Más allá de cuál haya sido su origen puntual, si es posible establecerlo, lo cierto es que El pescador responde en buena medida a un modo de pensar la escritura como un proceso largo, a la vez que concentrado: ir detrás de una sensación, sensación que a su vez recibimos de otros textos, otros discursos, cualquier eslabón suelto. El eco de una respiración, una mirada, un gesto aparentemente sin sentido. El relato como una revelación egoísta: una epifanía que sólo funciona para quien la escribe.

Me ha tocado leer El pescador un par de veces en público. Aunque puedo decir que funcionó, no estoy seguro de que las reacciones que supo provocar hayan sido las que esperaba. Es un relato melancólico, y la melancolía necesita del reposo y del silencio. Por eso es melancólica la música de Miles Davis, y lo es el ajedrez. Y la pesca.

La melancolía, se entiende, es un sentimiento que contiene sólo en parte a la tristeza, y que toma la nostalgia apenas como su punto de partida. En un bellísimo relato escrito hace tiempo, Tabucchi hablaba –a partir de Pessoa, por supuesto– de la saudade, ese sentimiento que sólo los portugueses conocen porque poseen el término para nombrarlo. Precioso, pero Tabucchi exagera: la melancolía, no la simple nostalgia, se le parece bastante. Y se trata de un estado de ánimo, un estado de la conciencia, ambiguo, oscilante, con frecuencia lúcido, sin duda extremadamente poético.

Esa melancolía se sitúa en los pliegues de la mayor parte de aquello que me interesa, dentro y fuera de la literatura. Es El gran Gatsby, y casi todos los relatos de Cheever; es el cine de Jarmusch, la música de Radiohead, las canciones pero también el modo de hablar y de sonreír de David Bowie. Y esa melancolía está, también, en el toreo, o lo estuvo allá lejos: la gloria y la muerte tan próximas que asustan, ambas.

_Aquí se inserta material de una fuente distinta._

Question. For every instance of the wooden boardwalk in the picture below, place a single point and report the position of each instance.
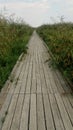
(38, 98)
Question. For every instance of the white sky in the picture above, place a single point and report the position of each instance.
(37, 12)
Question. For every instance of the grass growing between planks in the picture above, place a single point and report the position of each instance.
(13, 39)
(59, 38)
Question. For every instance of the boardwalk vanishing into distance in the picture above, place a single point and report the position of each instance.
(38, 98)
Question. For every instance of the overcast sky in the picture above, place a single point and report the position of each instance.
(37, 12)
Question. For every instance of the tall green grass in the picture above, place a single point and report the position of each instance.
(13, 39)
(59, 38)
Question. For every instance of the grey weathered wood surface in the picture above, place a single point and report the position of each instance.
(39, 98)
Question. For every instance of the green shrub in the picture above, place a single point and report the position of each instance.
(14, 37)
(59, 38)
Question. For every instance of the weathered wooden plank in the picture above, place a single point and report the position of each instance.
(16, 119)
(40, 113)
(33, 118)
(63, 112)
(33, 87)
(58, 123)
(29, 79)
(38, 77)
(10, 113)
(25, 113)
(24, 79)
(48, 113)
(42, 76)
(68, 106)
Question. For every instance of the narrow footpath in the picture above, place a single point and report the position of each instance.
(38, 98)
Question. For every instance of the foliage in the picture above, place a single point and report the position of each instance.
(13, 39)
(59, 38)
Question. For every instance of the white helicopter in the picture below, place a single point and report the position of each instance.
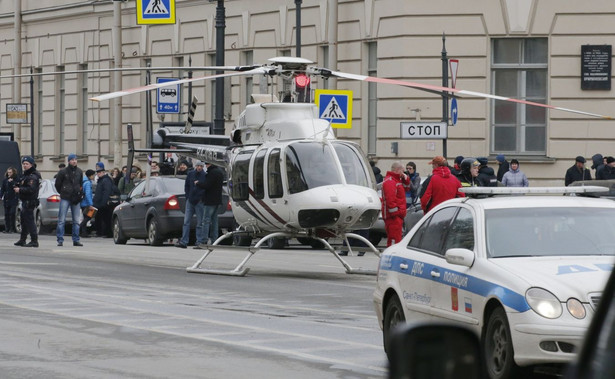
(289, 177)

Y no puedo dejar de pensar que escribí este cuento hace alrededor de tres años, cuando era un padre demasiado reciente. La intensidad de cada momento con mi hija, que por suerte persiste, me arrastraba además hacia un tiempo casi remoto: un cuarto de siglo atrás, cuando murió mi padre. Me preguntaba a cada rato qué hubiese ocurrido entre ellos, de qué manera uno se multiplicaría en el otro. Y eso que no era tristeza ni nostalgia sino melancolía, se convertía en una búsqueda, en la que la literatura es acaso la parte más visible y, sin embargo, la que me resulta más extraña.